By BRIAN FALLOW economics editor
Surging exports pushed the trade balance to a record monthly surplus of $652 million in May.
That is twice what the financial markets were expecting and twice the average May surplus over the past 10 years.
Deutsche Bank economist Darren Gibbs said that, following Wednesday's robust consumer confidence and building consents figures, the trade data provided further evidence that the economy was weathering the global downturn in good shape.
It reduced the already very small chance that the Reserve Bank would cut interest rates again next week, he said.
Although the export figure of $3.22 billion, 26 per cent up on May last year, is an estimate and no breakdown is available, the April estimate from Statistics New Zealand was only $26 million, or 0.8 per cent, out.
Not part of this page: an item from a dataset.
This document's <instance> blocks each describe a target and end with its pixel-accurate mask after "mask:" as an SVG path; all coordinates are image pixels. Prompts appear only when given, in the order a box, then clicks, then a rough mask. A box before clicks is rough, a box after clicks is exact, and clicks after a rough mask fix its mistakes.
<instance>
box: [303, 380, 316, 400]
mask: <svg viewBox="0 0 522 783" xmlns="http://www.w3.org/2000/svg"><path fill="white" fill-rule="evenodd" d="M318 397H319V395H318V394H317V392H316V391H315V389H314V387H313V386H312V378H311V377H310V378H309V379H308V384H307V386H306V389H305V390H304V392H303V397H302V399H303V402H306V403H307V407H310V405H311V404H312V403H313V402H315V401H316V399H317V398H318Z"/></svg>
Bank of New Zealand economist Stephen Toplis said that while buoyant prices accounted for much of the annual increase in exports, the fact that it was accelerating suggested volumes might be improving as well.
HSBC economist Grant Fitzner said the usual seasonal pattern would see the recent run of strong trade surpluses erode and probably dip back into deficit in the second half of the year.
"But on a seasonally adjusted basis recent trade numbers have been very strong. The merchandise goods surplus for the first two months of the June quarter totals $1.03 billion compared with just $151 million for the same period last year.
"Even if June's monthly trade balance was flat, that would still imply a strong positive contribution by net exports to GDP growth and a further fall in the current account deficit in the June quarter," Mr Fitzner said.
In the three months ended May 31, exports were 20 per cent up on the same period last year, while imports were up 8 per cent, or 11 per cent if allowance is made for "lumpy" imports of transport equipment in the year-ago period.
But allowing for higher import prices, that suggests core import volumes remain very subdued, Mr Gibbs said.
Imports of capital plant and machinery were up 7.6 per cent on the same period last year, and imports of consumer goods were up 13.9 per cent.
Imports of military gear increased 10-fold, but were still only $48 million for the quarter.